Ammonia and Nitric Acid.—Little is known regarding the mode in which these substances enter the plant. It is usually supposed that they are entirely absorbed by the roots, and no doubt the greater proportion is taken up in this way, but it is very probable that they may also be absorbed by the leaves, at least the addition of ammonia to the air in which plants are grown, materially accelerates vegetation. It is probable, however, that the rain carries down the ammonia to the roots, and there is no doubt that that derived from the decomposition of the nitrogenous matters in the soil is so absorbed.

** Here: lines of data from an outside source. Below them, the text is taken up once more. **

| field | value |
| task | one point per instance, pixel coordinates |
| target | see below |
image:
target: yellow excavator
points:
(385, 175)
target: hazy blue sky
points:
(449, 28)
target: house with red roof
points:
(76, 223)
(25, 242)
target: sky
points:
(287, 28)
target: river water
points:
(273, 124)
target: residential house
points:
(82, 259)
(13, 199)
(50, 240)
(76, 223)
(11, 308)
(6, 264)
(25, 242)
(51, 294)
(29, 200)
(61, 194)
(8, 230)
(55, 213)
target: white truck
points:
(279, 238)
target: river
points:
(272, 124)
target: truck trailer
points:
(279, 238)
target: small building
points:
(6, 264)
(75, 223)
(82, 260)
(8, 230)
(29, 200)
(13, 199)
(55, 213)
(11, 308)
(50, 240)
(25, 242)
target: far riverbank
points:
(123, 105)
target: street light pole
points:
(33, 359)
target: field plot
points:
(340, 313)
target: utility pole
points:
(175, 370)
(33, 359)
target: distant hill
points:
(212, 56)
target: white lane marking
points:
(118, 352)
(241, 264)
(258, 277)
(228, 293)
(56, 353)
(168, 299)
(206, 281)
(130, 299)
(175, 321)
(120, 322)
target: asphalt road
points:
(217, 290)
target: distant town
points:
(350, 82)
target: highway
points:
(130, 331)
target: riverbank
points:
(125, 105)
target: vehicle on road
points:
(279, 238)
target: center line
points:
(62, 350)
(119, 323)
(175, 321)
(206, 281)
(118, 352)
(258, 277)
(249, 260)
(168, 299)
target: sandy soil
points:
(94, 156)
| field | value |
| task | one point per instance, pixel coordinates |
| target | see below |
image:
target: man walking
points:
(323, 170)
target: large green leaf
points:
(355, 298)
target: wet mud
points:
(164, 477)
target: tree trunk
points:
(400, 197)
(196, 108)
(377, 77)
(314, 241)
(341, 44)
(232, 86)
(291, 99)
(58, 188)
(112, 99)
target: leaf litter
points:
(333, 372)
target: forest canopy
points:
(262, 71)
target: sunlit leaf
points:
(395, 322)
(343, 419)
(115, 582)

Inorganic Constituents.—The inorganic constituents of course are entirely absorbed by the roots; and it is as a solvent for them that the large quantity of water continually passing through the plants is so important. They exist in the soil in particular states of combination, in which they are scarcely soluble in water. But their solubility is increased by the presence of carbonic acid contained in the water, and which causes it to dissolve, to some extent, substances otherwise insoluble. It is in this way that lime, which occurs in the soil principally as the insoluble carbonate, is dissolved and absorbed. And phosphate of lime is also taken up by water containing carbonic acid, or even common salt in solution. The amount of solubility produced by these substances is extremely small; but it is sufficient for the purpose of supplying to the plant as much of its mineral constituents as are required, for the quantity of water which, as we have already seen, passes through a plant is very large when compared with the amount of inorganic matters absorbed. It has been shown by Lawes and Gilbert, that about 2000 grains of water pass through a plant for every grain of mineral matter fixed in it, so that there is no difficulty in understanding how the absorption takes place.

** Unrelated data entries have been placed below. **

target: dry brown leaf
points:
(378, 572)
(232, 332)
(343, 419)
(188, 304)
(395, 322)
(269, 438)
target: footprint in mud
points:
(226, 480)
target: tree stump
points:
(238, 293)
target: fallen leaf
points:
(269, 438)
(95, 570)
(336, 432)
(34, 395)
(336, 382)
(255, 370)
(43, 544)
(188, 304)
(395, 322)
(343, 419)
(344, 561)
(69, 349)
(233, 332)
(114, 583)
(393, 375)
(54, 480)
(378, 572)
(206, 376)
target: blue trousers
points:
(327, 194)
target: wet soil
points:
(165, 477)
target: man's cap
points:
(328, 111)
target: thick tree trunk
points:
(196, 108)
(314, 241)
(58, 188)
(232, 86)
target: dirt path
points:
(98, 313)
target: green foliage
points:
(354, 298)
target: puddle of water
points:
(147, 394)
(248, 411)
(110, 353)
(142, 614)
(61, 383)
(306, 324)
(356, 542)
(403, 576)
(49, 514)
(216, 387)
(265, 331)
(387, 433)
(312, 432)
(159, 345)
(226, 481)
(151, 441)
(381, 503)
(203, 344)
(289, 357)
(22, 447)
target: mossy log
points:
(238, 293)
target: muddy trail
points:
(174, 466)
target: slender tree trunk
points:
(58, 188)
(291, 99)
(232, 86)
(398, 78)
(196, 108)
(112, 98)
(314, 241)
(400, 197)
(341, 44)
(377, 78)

It is worthy of notice, however, that the absorption of the elements of plants takes place even though they may not be in solution in the soil, the roots apparently possessing the power of directly acting on and dissolving insoluble matters; but a distinction must be drawn between this and the view entertained by Jethro Tull, who supposed that they might be absorbed in the solid state, provided they were reduced to a state of sufficient comminution. It is now no longer doubted that, whatever action the roots may exert, the constituents of the plant must be in solution before they can pass into it—experiment having distinctly shown that the spongioles or apertures through which this absorption takes place are too minute to admit even the smallest solid particle.